Com muita coisa para apresentar, representar e desenvolver, Destin Cretton opta por uma estrutura narrativa que faz muito bem ao filme. As peças do quebra-cabeças que montam as motivações do personagens vão sendo apresentadas por meio de flashbacks não lineares ao longo da história, enquanto os personagens vão sendo desenvolvidos em suas tramas pessoais no presente. É um artifício interessante, que faz o diretor ganhar um tempo precioso, já que só precisa entregar pequenos fragmentos ao longo do filme, que se encaixam perfeitamente na tapeçaria maior e que servem ao seu propósito sem deixar muitas perguntas ou lacunas.

Reprodução/Disney

A estrutura talvez seja o ponto alto do filme, já que se fosse montado de qualquer outra forma, seria ainda mais evidente o quanto ele tem muita coisa para apresentar em pouco tempo e como a história está sempre avançando depressa (inclusive criando algumas soluções meio improváveis para que isso aconteça).
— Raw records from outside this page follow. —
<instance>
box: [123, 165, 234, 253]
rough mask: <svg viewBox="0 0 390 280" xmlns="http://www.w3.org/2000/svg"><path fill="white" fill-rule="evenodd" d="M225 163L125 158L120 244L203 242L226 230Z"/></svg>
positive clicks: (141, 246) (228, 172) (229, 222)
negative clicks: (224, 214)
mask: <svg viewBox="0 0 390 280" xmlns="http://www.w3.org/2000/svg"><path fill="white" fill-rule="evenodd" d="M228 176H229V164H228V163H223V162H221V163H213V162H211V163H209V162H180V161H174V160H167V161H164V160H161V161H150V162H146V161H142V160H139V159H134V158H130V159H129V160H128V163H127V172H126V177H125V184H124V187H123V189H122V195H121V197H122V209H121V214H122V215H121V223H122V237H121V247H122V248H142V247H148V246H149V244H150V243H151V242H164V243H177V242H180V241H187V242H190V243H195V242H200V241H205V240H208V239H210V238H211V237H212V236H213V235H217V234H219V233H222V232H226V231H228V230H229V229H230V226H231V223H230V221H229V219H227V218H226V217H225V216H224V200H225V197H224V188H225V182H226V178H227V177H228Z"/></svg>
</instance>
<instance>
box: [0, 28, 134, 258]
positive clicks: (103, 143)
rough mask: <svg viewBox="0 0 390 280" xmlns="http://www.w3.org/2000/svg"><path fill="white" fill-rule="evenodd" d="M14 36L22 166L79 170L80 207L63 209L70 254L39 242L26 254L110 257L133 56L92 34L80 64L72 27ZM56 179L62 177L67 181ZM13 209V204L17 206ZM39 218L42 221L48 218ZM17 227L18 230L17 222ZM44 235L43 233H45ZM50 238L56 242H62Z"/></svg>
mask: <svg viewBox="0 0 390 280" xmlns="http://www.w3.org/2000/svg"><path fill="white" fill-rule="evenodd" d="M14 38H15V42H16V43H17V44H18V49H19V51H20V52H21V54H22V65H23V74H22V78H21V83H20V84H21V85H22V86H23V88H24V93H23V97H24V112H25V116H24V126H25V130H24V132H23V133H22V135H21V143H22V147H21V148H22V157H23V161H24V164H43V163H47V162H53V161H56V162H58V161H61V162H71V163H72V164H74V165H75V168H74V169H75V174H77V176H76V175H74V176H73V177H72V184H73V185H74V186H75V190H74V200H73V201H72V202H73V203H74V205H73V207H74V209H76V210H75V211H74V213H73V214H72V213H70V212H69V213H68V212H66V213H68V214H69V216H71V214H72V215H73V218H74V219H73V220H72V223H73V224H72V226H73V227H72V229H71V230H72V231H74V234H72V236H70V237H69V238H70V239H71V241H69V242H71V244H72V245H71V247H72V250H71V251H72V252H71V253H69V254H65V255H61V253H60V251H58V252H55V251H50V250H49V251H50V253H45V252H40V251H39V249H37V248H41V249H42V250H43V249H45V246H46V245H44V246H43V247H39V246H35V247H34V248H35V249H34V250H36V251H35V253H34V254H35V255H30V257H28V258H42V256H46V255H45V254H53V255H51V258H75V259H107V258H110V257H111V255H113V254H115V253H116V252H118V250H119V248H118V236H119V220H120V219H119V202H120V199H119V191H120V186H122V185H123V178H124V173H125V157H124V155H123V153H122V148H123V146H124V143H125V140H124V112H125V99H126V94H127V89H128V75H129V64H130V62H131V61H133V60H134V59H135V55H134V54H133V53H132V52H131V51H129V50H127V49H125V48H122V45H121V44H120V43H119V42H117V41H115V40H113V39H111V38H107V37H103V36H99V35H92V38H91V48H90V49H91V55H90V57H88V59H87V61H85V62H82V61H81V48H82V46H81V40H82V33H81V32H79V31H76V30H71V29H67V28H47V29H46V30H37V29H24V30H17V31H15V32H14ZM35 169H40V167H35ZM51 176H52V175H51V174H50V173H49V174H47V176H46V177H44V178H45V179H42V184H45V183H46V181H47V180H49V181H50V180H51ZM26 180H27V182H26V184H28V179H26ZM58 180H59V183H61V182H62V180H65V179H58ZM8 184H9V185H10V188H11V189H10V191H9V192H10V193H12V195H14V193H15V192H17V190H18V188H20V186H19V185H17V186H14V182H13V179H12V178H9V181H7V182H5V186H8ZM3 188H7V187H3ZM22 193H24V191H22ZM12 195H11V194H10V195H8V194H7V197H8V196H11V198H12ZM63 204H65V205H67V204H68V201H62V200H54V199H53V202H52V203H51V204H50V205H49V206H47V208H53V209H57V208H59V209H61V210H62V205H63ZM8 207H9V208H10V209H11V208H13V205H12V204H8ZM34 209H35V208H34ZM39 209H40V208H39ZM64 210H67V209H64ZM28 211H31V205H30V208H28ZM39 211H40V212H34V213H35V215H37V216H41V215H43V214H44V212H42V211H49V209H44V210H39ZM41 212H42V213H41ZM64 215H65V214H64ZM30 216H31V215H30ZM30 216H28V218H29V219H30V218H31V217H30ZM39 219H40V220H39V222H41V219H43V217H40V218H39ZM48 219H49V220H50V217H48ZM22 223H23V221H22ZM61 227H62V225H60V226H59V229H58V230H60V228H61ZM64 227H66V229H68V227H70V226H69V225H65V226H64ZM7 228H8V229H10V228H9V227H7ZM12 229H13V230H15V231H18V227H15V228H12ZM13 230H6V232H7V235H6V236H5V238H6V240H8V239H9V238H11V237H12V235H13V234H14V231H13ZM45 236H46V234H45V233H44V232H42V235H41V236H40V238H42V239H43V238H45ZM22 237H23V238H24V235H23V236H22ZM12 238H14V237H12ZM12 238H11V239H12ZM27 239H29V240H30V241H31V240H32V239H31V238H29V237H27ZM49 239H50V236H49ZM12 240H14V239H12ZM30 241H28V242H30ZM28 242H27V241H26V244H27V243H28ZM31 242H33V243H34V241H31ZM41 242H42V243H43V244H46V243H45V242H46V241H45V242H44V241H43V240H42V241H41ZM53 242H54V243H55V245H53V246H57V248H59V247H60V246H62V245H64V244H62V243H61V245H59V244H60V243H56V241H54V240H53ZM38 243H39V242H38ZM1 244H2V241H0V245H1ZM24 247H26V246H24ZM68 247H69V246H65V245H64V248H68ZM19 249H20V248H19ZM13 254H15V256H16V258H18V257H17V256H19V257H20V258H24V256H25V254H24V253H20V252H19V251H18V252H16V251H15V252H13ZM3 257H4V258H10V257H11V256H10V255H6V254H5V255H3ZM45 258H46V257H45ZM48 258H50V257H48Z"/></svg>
Inevitavelmente, isso acaba fazendo com que alguns personagens sejam desperdiçados, como o Agente da Morte, que embora seu visual praticamente grite o contrário, consegue ser menos relevante que o obscuro Punho de Lâmina.

Aliás, vale dizer que o filme possui duas cenas pós-créditos, que já começam a ditar o papel de Shang-Chi no Universo Cinematográfico Marvel . Nesse momento, onde a Marvel precisa mostrar que o UCM ainda importa e que ainda tem o que contar mesmo sem os seus Vingadores, era algo já esperado, e que na verdade fico feliz de ter sido deixado para uma cena pós-créditos, de modo a não atrapalhar na história de introdução do personagem. E para um herói relativamente desconhecido, Shang-Chi e a Lenda dos Dez Anéis faz sim um ótimo trabalho de introdução ao mainstream. Mas eu ainda espero por filmes menos formulaicos nessa fase.